She’s too damn entertaining.
Earlier this week, Michelle Dean wrote an open letter to Oates encouraging her to delete her Twitter account:
Here is the problem with your Twitter feed, Joyce Carol Oates: It is, as we like to say on the internet, the worst. You fundamentally misunderstand the medium. Your continued presence there does nothing but undermine your own authority and annoy other people. You should delete your Twitter account.
You might think that I offer this bit of public advice because I dislike you and/or your work. That is not true! I am very fond of several of your novels. I am especially into that famous short story of yours entitled, “Where Are You Going, Where Have You Been?” I like the way your sentences are long and languid, and I like the way they sometimes double back on themselves. I like that the thoughts in them have not been truncated to meet some kind of arbitrarily-imposed standard about length.
I believe that you are smart enough to see what I am getting at, Joyce Carol Oates. Expertise in one form of writing does not necessarily mean mastery of them all. When it comes to writing long books, formulated in multiple pages and paragraphs, every sentence read in context with the one preceding it, you are pretty good at that, better than most of us can ever hope to be. But when you offer disconnected, abbreviated, context-free thoughts, say like the above beliefs about cat food and China, you are not so good.

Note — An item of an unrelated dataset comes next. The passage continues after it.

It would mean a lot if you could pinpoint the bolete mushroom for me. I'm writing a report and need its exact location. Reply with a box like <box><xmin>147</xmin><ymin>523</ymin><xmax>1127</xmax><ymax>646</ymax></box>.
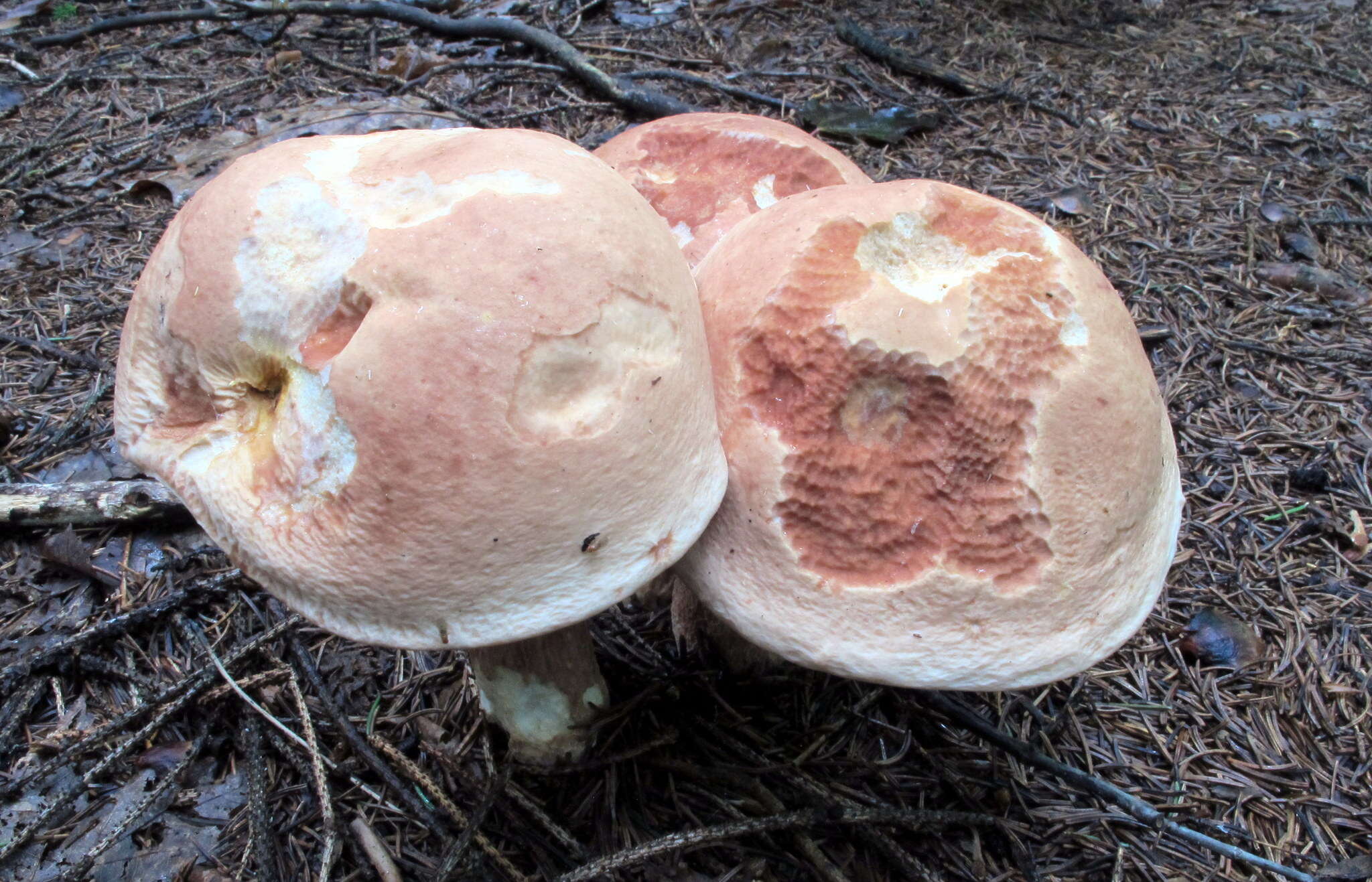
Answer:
<box><xmin>115</xmin><ymin>129</ymin><xmax>726</xmax><ymax>761</ymax></box>
<box><xmin>678</xmin><ymin>181</ymin><xmax>1181</xmax><ymax>690</ymax></box>
<box><xmin>596</xmin><ymin>114</ymin><xmax>871</xmax><ymax>266</ymax></box>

But one reason I enjoy Twitter is for the “disconnected, abbreviated, context-free thoughts” of people like Oates who regularly remind us how weird…
Somewhere, someone is pondering where to aim a poisoned dart.
— Joyce Carol Oates (@JoyceCarolOates) May 10, 2014
History of civilization/ “organized religion” mostly men telling women what to do w/ their bodies & what not to do. — Joyce Carol Oates (@JoyceCarolOates) May 10, 2014
Watching young deer frolic in neighbors’ field in Hopewell Township. Amazingly playful, agile. Good no one has told them they are “prey.”
— Joyce Carol Oates (@JoyceCarolOates) April 28, 2014
Hyper-sensitivity of our contemporaries re. “improper” words is becoming pathological as well as counter-productive in democracy.
— Joyce Carol Oates (@JoyceCarolOates) April 2, 2014
people are. Please, Joyce Carol Oates, stay.